The analysts seem to like what they see when they crunch the numbers of Kellogg’s deal yesterday to acquire Pringles from Procter & Gamble, but it has more to do with the possibilities it opens for Battle Creek for future ventures into the world of snacks than it does with the chips off the old block in a canister.
“Bank of America Merrill Lynch says Kellogg is playing offense with the deal, and has found a Jeremy Lin-like great fit, writes Davis Benoit in the Wall Street Journal. “Pringles is a great fit, expands [Kellogg’s] international reach and strengthens its snack business particularly in the U.S. and U.K.”
Pringles are, at the same time, uniform in appearance and rather idiosyncratic in conception.
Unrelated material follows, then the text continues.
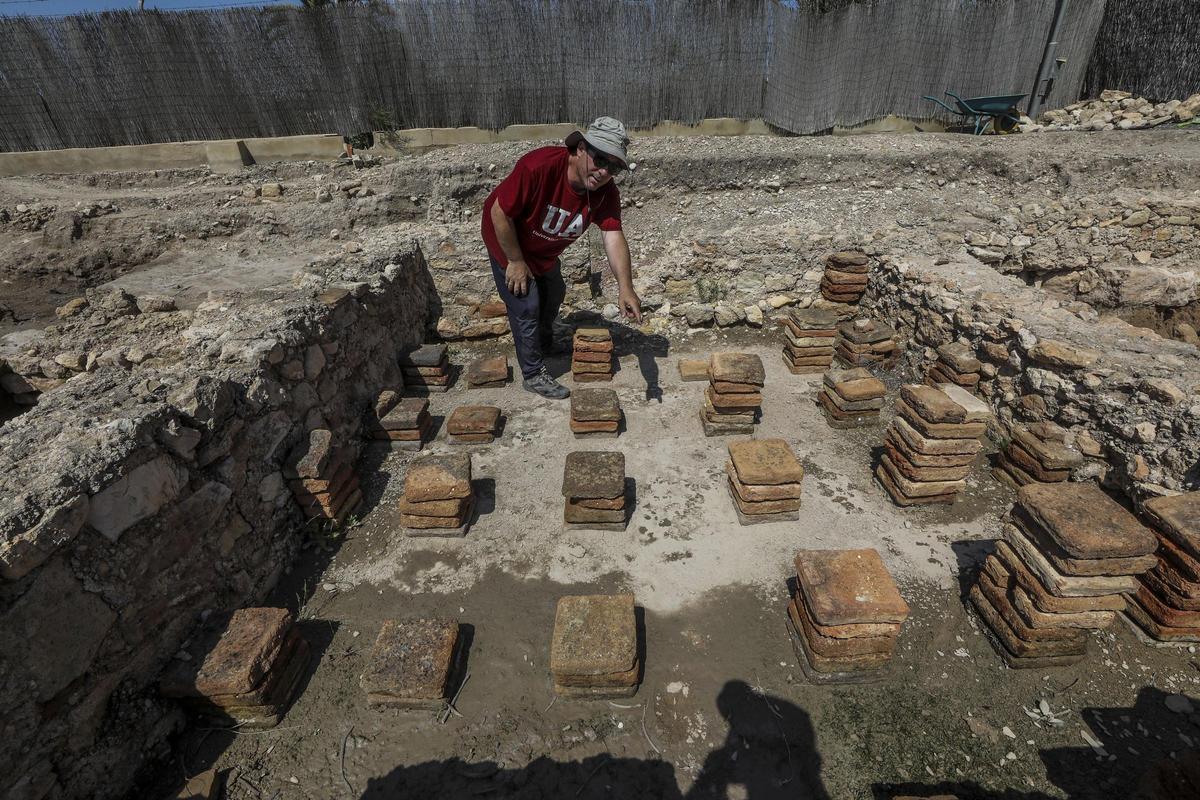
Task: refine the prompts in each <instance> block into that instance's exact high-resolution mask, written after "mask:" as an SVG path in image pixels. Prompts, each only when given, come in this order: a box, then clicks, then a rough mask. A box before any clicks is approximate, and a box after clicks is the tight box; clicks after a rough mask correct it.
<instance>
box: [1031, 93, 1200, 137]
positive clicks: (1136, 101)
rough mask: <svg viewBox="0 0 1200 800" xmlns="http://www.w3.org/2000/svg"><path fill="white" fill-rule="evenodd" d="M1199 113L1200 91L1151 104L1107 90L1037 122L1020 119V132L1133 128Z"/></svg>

Can you imagine what the world would be like if every Corn Flake looked exactly like the last one? Or if Leo Burnett’s advertising for Frosted Flakes over the years had been as cookie-cutter and unmemorable as Pringles has been, Brad Pitt notwithstanding? Or if Rice Krispies had toyed with its simple delectability the way Pringles has in recent years by nearly obliterating the original taste of its wheat starch, flours and salt delivery vehicle (only 42% potato-based says Wikipedia) with the likes of Screamin’ Dill Pickle Pringles and Mexican Layered Dip varieties?
Quite simply, Kellogg’s snacks business -– the likes of Cheez-It and Keebler's Club crackers -- is growing faster than its breakfast cereals, Julie Jargon and Gina Chon, with assists from Paul Ziobro and Emily Glazer, report in the Wall Street Journal. It all started with the purchase of Keebler a dozen years ago. With the latest acquisition, which is expected to close over the summer, snacks will constitute 40% of Kellogg's sales mix (or more, some say) -- the same proportion as cereal. Frozen foods will account for the remaining 20%.
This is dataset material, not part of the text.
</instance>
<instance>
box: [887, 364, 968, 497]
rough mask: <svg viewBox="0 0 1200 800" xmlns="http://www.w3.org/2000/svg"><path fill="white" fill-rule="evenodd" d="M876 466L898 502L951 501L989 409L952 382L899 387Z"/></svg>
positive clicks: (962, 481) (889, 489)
Kellogg CEO John Bryant tells the Journal: "We love the cereal business. It's a long-term growth business. This is an add for us -- it's not running away from anything."
Rather, Jargon & Colleagues observe, the deal allows Battle Creek to brings its snacks to markets such as Europe, Asia and Latin America. And, point out the AP’s Candice Choi and Michelle Chapman in the Detroit Free Press, the $2.7-billion deal will instantly make Kellogg’s the world's second-biggest savory snack maker behind PepsiCo's Frito-Lay. Another AP story, in the Washington Post, lists the major brands of the two competitors. They also go head-to-head in cereal, of course, with Frito-Lay having acquired Quaker Foods in 2001.
Kellogg is just following consumers as they trek from the fields to factories and call centers in emerging nations around the world, indicates Standard & Poor's analyst Tom Graves to Choi and Chapman. “When you have people moving to the cities and becoming urbanized, they're less likely to eat foods they grow themselves," he points out. "There's a bigger opportunity to sell packaged foods."
“P&G's decision to sell to Kellogg follows a failed effort by Diamond to acquire Pringles,” as Tiffany Hsu reports in the Los Angeles Times, in a deal valued at $2.35 billion. That agreement fell apart after Diamond “admitted that it had wrongly accounted for payments to walnut growers and would have to restate its 2010 and 2011 financial statements.” P&G said Diamond's disclosure was "very disappointing" but Kellogg quickly stepped in.
Folks in Battle Creek, and elsewhere, who might be worried that Kellogg’s affection for its heritage products is waning, needn’t worry.
"Cereal remains a core focus of the company," Bryant tells the Battle Creek Enquirer’s John C. Sherwood. "It's one of the two big platforms we have globally. We intend to grow the business long-term, so this is not a signal that we want to contract our cereal business."
Writes Sherwood: “That may allay concerns in the local community that the company's breakfast-cereal heritage” might erode over time. If approved, he points out, the deal will affect 1,700 Pringles employees and plants in Tennessee and Belgium, and about 150 in Cincinnati.
The news seems to have created less of a splash in Cincinnati, in fact, where the Enquirer’s David Holthaus tersely reports that P&G chairman and CEO Bob McDonald briefed the media at The Westin downtown yesterday morning. "This is an excellent deal for Pringles, Kellogg and our shareholders," according to McDonald, who added that "we had a lot of interest from other parties." And that’s about it, along with some numbers.
“On Wednesday, it looks like investors are starting to bake some of this growth into Kellogg’s stock price, which has severely lagged the gains” of competitors, writes Matt Andrejczak on Market Watch’s “The Tell” blog. “Now it’s up to Kellogg to execute,” he concludes.
Isn’t that always the case? Or, in this instance, should we say “the canister”?
Thursday Trivia Bonus: “Dr. Fredric J. Baur was so proud of having designed the container for Pringles potato crisps that he asked his family to bury him in one,” Rebecca Goodman reports in the Cincinnati Enquirer of May 31, 2008.